If you’re hands on with modern data platforms, cloud tech, and big data tools and you like building solutions that are secure, repeatable, and fast, this role is for you.
As a Senior Data Engineer, you will design, build, and maintain scalable data pipelines that transform raw information into actionable insights. The ideal candidate will have strong experience across modern data platforms, cloud environments, and big data technologies, with a focus on building secure, repeatable, and high-performing solutions.
Responsibilities:
- Design, develop, and maintain secure, scalable data pipelines to ingest, transform, and deliver curated data into the Common Data Platform (CDP).
- Participate in Agile rituals and contribute to delivery within the Scaled Agile Framework (SAFe).
- Ensure quality and reliability of data products through automation, monitoring, and proactive issue resolution.
- Deploy alerting and auto-remediation for pipelines and data stores to maximize system availability.
- Apply a security first and automation-driven approach to all data engineering practices.

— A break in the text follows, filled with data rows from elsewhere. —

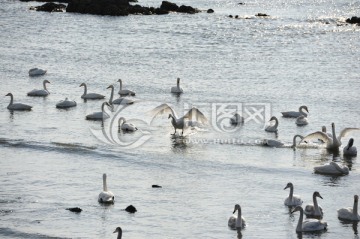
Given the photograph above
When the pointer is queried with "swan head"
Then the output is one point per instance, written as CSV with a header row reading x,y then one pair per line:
x,y
317,194
237,207
289,185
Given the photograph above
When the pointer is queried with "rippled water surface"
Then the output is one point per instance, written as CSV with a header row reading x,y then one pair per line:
x,y
303,54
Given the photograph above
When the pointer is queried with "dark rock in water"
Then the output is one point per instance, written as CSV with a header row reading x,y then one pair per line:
x,y
210,11
353,20
74,209
169,6
156,186
131,209
50,7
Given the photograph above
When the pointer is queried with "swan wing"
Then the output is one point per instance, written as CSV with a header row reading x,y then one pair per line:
x,y
346,131
199,116
315,136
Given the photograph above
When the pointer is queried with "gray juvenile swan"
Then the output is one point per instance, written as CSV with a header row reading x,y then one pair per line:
x,y
43,92
236,221
16,106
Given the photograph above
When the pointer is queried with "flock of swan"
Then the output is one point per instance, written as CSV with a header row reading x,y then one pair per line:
x,y
313,212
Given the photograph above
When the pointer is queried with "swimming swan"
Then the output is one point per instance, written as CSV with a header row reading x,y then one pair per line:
x,y
123,125
120,100
272,128
63,104
177,89
17,106
314,210
119,231
180,123
295,114
332,169
350,214
350,150
90,96
292,200
301,120
99,115
279,144
331,143
236,221
308,225
124,92
237,119
36,72
106,196
43,92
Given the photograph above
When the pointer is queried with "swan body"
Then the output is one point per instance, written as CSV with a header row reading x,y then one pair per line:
x,y
17,106
295,114
332,169
90,96
180,123
350,150
119,231
65,104
308,225
350,214
279,144
43,92
292,200
177,89
36,72
301,120
314,210
123,125
237,119
106,196
120,100
99,115
236,221
272,128
331,143
123,92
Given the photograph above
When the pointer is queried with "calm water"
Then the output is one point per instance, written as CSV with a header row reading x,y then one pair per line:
x,y
303,54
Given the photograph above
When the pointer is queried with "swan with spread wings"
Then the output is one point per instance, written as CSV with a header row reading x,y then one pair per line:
x,y
180,123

- Collaborate with cross-functional teams (data scientists, analysts, product managers, and business stakeholders) to align infrastructure with evolving data needs.
- Stay current on industry trends and emerging tools, recommending improvements to strengthen efficiency and scalability.
Qualifications:
- Bachelor’s degree in Computer Science, Information Systems, or related field (or equivalent experience).
- At least 3 years of experience with Python and PySpark, including Jupyter notebooks and unit testing.
- At least 2 years of experience with Databricks, Collibra, and Starburst.
- Proven work with relational and NoSQL databases, including STAR and dimensional modeling approaches.
- Hands-on experience with modern data stacks: object stores (S3), Spark, Airflow, lakehouse architectures, and cloud warehouses (Snowflake, Redshift).
- Strong background in ETL and big data engineering (on-prem and cloud).
- Work within enterprise cloud platforms (CFS2, Cloud Foundational Services 2/EDS) for governance and compliance.
- Experience building end-to-end pipelines for structured, semi-structured, and unstructured data using Spark.